Menurut Aceng Aam sapaan akrabnya, ia mengajak kita untuk merenungkan lebih banyak mana musibah yang kita terima dibandingkan dengan nikmat yang kita terima selama ini. Hal tersebut disampaikannya saat mengisi pengajian mingguan di Pondok Pesantren Fauzan Pusat RT/RW 05/05 Desa/Kecamatan Sukaresmi, Kabupaten Garut, Ahad (25/9/22).
Aceng Aam menjelaskan setiap tahun Allah SWT menurunkan 320.000 cobaan atau musibah, kebanyakan di bulan Safar, sehingga banyak orang menyebutkan bulan Safar adalah bulan naas, kita bandingkan bulan-bulan sebelumnya dengan nikmat yang telah kita terima.
“Sebagai mukmin, salah satu tanda orang beriman adalah orang yang selalu ingat akan nikmat yang diterimanya serta sabar saat ia menerima musibah, namun sebaliknya orang yang kurang beriman akan lebih banyak mengingat cobaan atau musibah yang diterimanya dan lupa akan nikmat yang telah ia terima selama ini,” terangnya.
“Tanda orang yang beriman adalah ia selalu mengingat akan nikmat yang telah ia terima serta sabar akan musibah yang menimpa nya, namun sebaliknya bagi yang kurang imannya, ia biasanya selalu lupa akan nikmat hang telah diterima dan banyak mengingat musibah yang telah diterimanya,” imbuh Mustasyar PCNU Garut tersebut.
Ia mengilustrasikan kepada para jamaah dengan mengedipkan mata, lama mana kita mengedipkan mata dengan waktu mata kita
“Kaperempenan (iritasi ringan oleh debu), padahal kita mendapat nikmat untuk mengedipkan mata bisa berbulan-bulan, sampai bertahun-tahun, namun saat mata kita sakit kita terkadang menyalahkan keadaan atau orang lain,” ujarnya.

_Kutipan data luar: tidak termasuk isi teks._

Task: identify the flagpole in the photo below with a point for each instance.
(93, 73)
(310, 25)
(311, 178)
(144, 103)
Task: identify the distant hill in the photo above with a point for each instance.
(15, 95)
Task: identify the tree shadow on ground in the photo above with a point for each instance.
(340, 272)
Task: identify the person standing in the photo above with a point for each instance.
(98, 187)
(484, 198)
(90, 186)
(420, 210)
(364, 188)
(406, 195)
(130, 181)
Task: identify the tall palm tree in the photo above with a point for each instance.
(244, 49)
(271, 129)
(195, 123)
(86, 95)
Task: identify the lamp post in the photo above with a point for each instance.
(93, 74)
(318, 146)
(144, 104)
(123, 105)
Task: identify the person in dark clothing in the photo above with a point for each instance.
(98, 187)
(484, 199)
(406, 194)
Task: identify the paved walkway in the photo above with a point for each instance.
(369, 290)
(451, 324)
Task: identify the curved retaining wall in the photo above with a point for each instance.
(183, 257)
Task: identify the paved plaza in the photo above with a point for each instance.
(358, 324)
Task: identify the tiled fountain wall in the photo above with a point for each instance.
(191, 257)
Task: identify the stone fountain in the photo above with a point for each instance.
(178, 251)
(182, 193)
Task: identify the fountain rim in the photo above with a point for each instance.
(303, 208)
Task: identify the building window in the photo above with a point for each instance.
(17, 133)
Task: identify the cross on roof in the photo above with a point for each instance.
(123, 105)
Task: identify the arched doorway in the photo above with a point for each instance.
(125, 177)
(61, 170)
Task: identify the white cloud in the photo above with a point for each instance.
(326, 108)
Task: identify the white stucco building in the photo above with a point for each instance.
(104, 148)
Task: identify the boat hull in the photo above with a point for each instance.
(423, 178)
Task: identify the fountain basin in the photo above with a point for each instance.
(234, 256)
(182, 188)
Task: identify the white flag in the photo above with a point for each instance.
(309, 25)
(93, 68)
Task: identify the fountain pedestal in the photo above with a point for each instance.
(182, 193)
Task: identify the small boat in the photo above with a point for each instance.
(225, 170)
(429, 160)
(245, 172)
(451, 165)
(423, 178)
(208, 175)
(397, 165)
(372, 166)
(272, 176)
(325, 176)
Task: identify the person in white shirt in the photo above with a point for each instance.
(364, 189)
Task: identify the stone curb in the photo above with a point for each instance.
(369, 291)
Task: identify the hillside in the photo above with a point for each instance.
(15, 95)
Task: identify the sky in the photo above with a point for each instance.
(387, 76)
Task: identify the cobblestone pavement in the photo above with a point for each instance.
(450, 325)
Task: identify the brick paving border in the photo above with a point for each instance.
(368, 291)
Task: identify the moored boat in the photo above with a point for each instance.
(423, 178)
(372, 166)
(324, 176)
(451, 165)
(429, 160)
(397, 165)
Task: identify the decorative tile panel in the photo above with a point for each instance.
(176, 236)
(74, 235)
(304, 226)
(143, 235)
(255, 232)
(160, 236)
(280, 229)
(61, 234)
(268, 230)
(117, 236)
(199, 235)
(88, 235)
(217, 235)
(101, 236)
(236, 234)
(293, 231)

Aceng Aam lanjutnya menyampaikan agar menjaga lisan dari “neumbleuhkeun” (menyalahkan) kepada Allah, karena hal tersebut sangat tidak sopan. Walaupun hakikat semua nikmat dari musibah datangnya dari Allah Swt, namun semuanya berfungsi agar kita tetap selalu mengingat-Nya sebagai manusia yang beriman.

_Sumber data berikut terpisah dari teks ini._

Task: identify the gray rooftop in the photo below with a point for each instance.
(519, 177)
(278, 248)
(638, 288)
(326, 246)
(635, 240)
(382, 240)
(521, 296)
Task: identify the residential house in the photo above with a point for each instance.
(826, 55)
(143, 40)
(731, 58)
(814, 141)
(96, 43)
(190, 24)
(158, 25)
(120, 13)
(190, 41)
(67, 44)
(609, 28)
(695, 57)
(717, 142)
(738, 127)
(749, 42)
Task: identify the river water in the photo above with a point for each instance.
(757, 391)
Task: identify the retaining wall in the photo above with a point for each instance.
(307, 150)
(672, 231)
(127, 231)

Aceng Aam mengajak kita agar tetap berusaha menjadi pribadi yang sholeh dan juga sabar atas segala musibah yang menimpa serta selalu bersyukur atas nikmat yang telah diterima, karena dengan demikian merupakan tanda-tanda orang yang beriman.

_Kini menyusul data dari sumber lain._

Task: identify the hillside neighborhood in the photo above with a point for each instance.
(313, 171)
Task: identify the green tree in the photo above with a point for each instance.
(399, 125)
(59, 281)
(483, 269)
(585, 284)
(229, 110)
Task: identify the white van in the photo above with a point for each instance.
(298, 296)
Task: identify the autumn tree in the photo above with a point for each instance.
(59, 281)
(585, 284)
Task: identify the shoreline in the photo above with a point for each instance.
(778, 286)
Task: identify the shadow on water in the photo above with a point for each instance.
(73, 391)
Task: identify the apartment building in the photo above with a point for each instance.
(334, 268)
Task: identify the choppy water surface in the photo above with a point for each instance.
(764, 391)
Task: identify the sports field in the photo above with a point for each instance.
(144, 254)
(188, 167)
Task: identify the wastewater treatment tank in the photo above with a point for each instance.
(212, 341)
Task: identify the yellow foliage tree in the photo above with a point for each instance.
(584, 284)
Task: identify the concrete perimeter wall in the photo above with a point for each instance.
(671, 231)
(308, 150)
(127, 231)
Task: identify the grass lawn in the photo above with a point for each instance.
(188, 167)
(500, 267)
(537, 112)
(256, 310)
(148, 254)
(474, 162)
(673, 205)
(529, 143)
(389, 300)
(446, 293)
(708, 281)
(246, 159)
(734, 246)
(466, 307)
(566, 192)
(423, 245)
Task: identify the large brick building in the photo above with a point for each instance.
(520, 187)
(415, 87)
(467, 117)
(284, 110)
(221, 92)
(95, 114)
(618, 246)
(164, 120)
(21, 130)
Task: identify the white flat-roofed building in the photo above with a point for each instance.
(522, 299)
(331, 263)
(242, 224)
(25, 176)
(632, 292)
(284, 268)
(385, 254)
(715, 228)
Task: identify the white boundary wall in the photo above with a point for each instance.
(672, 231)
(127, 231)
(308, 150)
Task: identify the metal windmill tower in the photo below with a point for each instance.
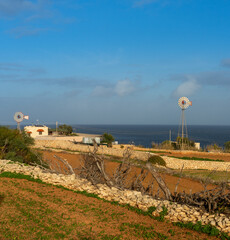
(183, 103)
(19, 117)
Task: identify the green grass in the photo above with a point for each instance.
(54, 227)
(202, 174)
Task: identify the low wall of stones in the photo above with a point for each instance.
(173, 163)
(176, 163)
(176, 212)
(62, 144)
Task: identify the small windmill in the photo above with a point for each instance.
(183, 103)
(19, 117)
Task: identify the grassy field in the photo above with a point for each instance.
(198, 159)
(202, 174)
(34, 210)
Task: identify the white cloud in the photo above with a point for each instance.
(102, 91)
(124, 87)
(13, 7)
(121, 88)
(187, 88)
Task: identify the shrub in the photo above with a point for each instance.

“Hal demikian pula yang Allah sukai. Berbeda halnya orang yang selalu berdoa namun tidak pernah mensyukuri nikmat dan bahkan susah untuk melaksanakan ibadah. Karena demikian merupakan hal yang Allah tidak sukai,” katanya.
“Allahmah heunteu reuseup ka jalmi nu kana pamentana ngageureunyeum, ari ibadahna hararese, matak di sungkun ku gusti,” pungkasnya.
(Allah tidak menyukai orang yang apa yang menjadi permintaanya terus menggerutu, tapi ibadahnya jarang jadi diberi pas-pasan oleh Allah)
Diakhir acara, Aceng Aam mengijazahkan kepada jamaah amalan agar terhindar dari musibah, yaitu membaca surat Yasin sekali dan “Salamun Qaulam Mirrabbirrahim” sebanyak 313x. Bacaan tersebut dibaca pada waktu sahur atau sebelum waktu imsak yakni sekitar pukul 04.00 sambil menunggu sholat subuh.